His first collection of columns—"The Life of Reilly: The Best of Sports Illustrated’s Rick Reilly"—also was a New York Times bestseller.
He also wrote, Slo-Mo: My Untrue Story, (Doubleday) a farce on the NBA, which the Denver Post called, "a romp that could have been written only by someone who has seen the game form the inside.”
He has written about everything from ice skater Katarina Witt behind the Iron Curtain to actor Jack Nicholson in the front row, from wrestling priests in Mexico City to mushers at the Iditarod, from playing golf with President Clinton to playing golf with O.J. Simpson and back again. He has five times had the disagreeable task of accompanying the models on the annual Sports Illustrated swimsuit issue. He was once featured in a Miller Lite ad with swimsuit cover girl Rebecca Romijn.

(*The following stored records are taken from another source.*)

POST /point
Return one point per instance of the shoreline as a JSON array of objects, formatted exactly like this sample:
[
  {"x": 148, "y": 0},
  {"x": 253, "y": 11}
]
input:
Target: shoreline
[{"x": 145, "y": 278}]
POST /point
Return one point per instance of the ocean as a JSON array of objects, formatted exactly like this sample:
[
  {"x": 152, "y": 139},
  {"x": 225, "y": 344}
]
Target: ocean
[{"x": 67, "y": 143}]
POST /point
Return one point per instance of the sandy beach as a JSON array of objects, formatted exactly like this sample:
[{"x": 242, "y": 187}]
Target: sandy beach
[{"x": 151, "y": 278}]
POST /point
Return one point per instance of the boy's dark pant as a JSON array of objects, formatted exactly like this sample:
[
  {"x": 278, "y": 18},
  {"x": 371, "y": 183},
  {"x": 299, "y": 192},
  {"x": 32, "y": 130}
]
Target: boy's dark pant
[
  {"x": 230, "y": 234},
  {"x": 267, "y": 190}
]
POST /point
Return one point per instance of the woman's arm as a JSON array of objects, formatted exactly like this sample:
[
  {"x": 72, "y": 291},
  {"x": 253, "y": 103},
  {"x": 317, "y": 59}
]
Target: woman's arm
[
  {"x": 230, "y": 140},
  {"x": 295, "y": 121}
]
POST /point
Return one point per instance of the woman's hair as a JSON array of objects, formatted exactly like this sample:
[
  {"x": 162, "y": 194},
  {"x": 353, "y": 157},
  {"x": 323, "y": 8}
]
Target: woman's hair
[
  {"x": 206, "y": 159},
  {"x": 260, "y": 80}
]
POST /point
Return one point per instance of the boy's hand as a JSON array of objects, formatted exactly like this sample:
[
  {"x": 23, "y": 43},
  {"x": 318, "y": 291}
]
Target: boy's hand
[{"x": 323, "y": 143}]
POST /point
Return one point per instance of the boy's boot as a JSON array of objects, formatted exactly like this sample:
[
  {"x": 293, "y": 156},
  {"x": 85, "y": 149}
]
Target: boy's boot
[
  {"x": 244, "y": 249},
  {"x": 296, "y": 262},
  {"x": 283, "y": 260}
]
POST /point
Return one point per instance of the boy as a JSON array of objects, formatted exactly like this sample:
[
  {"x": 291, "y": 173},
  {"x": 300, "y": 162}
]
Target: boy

Probably too curious for his own good, Reilly has flown upside down at 600 miles per hour in an F-14, faced fastballs from Nolan Ryan, jumped from 14,000 feet with the U.S. Army Parachute Team, driven a stock car 142 miles per hour, piloted the Goodbyear blimp, competed against 107 women for a spot in the WNBA, worked three innings of play-by-play for the Colorado Rockies, bicycled with Lance Armstrong, anchored a half hour of ESPN NEWS, driven a monster truck over six parked cars, worked as a rodeo bullfighter, competed in the World Sauna Championships, tried his hand at women’s pro football and played 108 holes of golf in one day.
Reilly has won numerous awards in his 30-year writing career, including the prestigious New York Newspaper Guild's Page One Award for Best Magazine Story. He is the co-author of "The Boz," the best-selling autobiography of bad-boy Oklahoma linebacker Brian Bosworth; "Gretzky," with hockey superstar Wayne Gretzky of the Los Angeles Kings; "I'd Love to but I Have a Game" with NBC announcer Marv Albert, and the "The Wit and Wisdom of Charles Barkley."
Reilly began his career in 1979 taking phoned-in high school volleyball scores for his hometown Boulder (Colo.) Daily Camera while a sophomore at the University of Colorado, from which he was graduated in 1981. He wrote for two years at the Camera, two more at the Denver Post and two more at the Los Angeles Times, before moving to Sports Illustrated in 1985.
Reilly dabbles in magic, piano, mountain biking, SCUBA, back-alley basketball, skiing and snowboarding. He lives in Denver and in Hermosa Beach, CA, with his wife, Cynthia, and a putter he’s not currently speaking to.